Sympathetic and Parasympathetic System

Sympathetic and Parasympathetic Nervous System

In parasympathetic nervous system (PNS) acetylcholine (ACh) binds to Colinergic recerptors (can be classified further into: Muscarinic , Nicotinic): - M1-M5, Nicotinic (eg; GABA).

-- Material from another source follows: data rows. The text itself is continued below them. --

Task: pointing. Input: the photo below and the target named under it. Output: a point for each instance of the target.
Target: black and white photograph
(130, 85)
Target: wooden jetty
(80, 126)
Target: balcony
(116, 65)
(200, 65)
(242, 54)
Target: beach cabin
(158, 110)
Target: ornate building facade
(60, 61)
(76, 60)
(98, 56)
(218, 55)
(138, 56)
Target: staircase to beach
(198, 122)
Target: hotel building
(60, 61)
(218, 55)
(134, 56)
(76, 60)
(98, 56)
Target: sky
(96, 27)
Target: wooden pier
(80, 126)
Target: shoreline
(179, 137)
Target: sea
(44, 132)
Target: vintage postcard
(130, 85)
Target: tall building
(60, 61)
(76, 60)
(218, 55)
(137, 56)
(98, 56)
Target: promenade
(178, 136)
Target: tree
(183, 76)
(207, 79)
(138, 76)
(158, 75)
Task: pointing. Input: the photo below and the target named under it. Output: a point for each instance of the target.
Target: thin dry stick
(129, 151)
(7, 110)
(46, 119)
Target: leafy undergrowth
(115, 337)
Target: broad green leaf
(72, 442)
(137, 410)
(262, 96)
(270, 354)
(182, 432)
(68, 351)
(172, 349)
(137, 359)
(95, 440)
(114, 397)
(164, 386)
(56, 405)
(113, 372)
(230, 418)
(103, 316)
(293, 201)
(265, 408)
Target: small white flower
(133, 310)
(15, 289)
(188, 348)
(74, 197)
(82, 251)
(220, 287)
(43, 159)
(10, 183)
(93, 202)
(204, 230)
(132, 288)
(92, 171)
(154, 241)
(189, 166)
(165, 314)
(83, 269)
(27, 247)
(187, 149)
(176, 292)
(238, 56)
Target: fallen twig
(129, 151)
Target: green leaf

In sympathetic nervous system (SNS) norepinephrine (NE) binds to adrenergic recerptors - α₁, α₂, β₁, β₂. Abundance of the receptors:

• α₁ - smooth muscle cell.

• α₂ - inhibitory auto receptor.

• β₁ - Heart, Kidney.

• β₂- Smooth muscle, Liver. 

Binding of ACh to colinergic receptors activate PNS and deactivate SNS. 
Alternatively, binding of NE to colinergic receptors activate SNS and deactivate PNS. 

In Adrenergic receptor

1. Binding of NE to α₁ adrenergic receptor (G_qα) (present mostly in smooth muscles) activates Phospholipase C (PLC). PLC cleaves PIP2 (naturally attached in smooth muscle's inner cell membrane) to IP3 & DAG. IP3 travels to cytoplasm. IP3 activates L-type Ca2+ channels and Ca2+ channels. Increased Ca2+ results in contraction of smooth muscles (intestine, respiratory system). (Note: no SR in smooth muscle).
2. Binding of NE to α₂ adrenergic receptor (G_iα) will provide negative feedback to stop release of NE from presynaptic neuron. It also reduce cAMP concentration. NE normally binds to α₂ when there is a higher concentration of NE in synapse for a while or in other words when reuptake mechanism is saturated.
3. Binding of NE to β₁ (G_sα) (present mostly in heart and kidneys) activates Adenyly Cyclase (AC) pathway. AC produce the second messenger cAMP by converting ATP to cAMP. This higher concentration of cAMP in the cytoplasm activates the cAMP-dependent protein kinase (also called Protein Kinase A or PKA). Cellular effects of G_sα acting through PKA are described here(link not yet created). PKA opens up L-type Ca2+ channels, phosphorylates RyR2 of SR (sarcoplasmic reticulum) to release more Ca2+, phosphorylates SERCA and inhibit taking up Ca2+ back to SR. All these result in higher contraction of heart muscles. 
4. Binding of NE to β₂ (G_sα) have the same effect. So intestine contractility is decreased.